Karena keduanya tinggal di Melbourne, komunikasi yang mereka lakukan menggunakan bahasa Inggris, namun Matthias memutuskan belajar bahasa Indonesia dengan serius.
"Motivasi saya belajar bahasa Indonesia adalah bisa berbicara dengan mertua saya dan mengikuti percakapan dalam kelompok orang Indonesia," kata Matthias yang sekarang berusia 42 tahun tersebut.
"Beberapa bulan setelah pacaran kami dimulai, saya mengambil pelajaran dalam bahasa Indonesia seminggu sekali di AIAV (Australian Indonesia Association di Victoria)."
"Mereka menawarkan kelas-kelas dalam bahasa Indonesia yang dijalankan oleh guru-guru Indonesia."
"Saat ini, saya dapat memahami 90 persen percakapan dan mungkin berbicara 70 persen."
Dengan kemampuan bahasa Indonesia yang dimilikinya, Matthias merasa lebih dekat dengan komunitas KKI (Keluarga Katolik Indonesia) di Melbourne.

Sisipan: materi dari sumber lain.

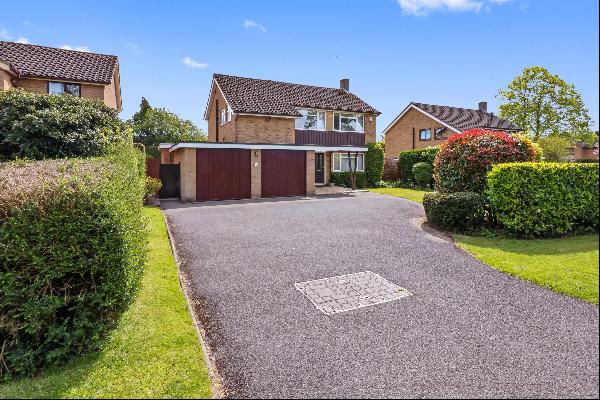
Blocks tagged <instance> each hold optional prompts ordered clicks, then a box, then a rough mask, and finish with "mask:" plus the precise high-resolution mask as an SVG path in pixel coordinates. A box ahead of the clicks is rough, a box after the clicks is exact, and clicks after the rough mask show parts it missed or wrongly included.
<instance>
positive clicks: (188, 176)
mask: <svg viewBox="0 0 600 400" xmlns="http://www.w3.org/2000/svg"><path fill="white" fill-rule="evenodd" d="M164 150H167V149H164ZM164 150H163V149H161V151H164ZM167 151H168V152H169V154H168V157H166V156H165V155H163V156H161V159H162V160H163V163H164V162H165V160H169V163H170V164H179V166H180V178H179V179H180V182H179V184H180V197H181V199H182V200H183V201H216V200H234V199H251V198H261V197H282V196H306V195H312V194H314V190H315V181H314V178H315V175H314V154H315V151H314V149H313V148H311V147H308V146H294V145H250V144H221V143H179V144H177V145H175V146H172V147H170V148H168V150H167Z"/></svg>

Matthias bahkan menjadi prodiakon, yang mendapat tugas khusus selama misa untuk membantu pastor membagikan roti dan anggur dalam komuni.
Ia juga mengaku menjadi banyak mendapatkan informasi baru mengenai budaya dan kehidupan yang berbeda soal Indonesia dari sebelumnya saat ia dibesarkan di Jerman.
"Sebelum bertemu Eveline, saya belum pernah merayakan Imlek dan hanya tahu sedikit tentang Indonesia," katanya.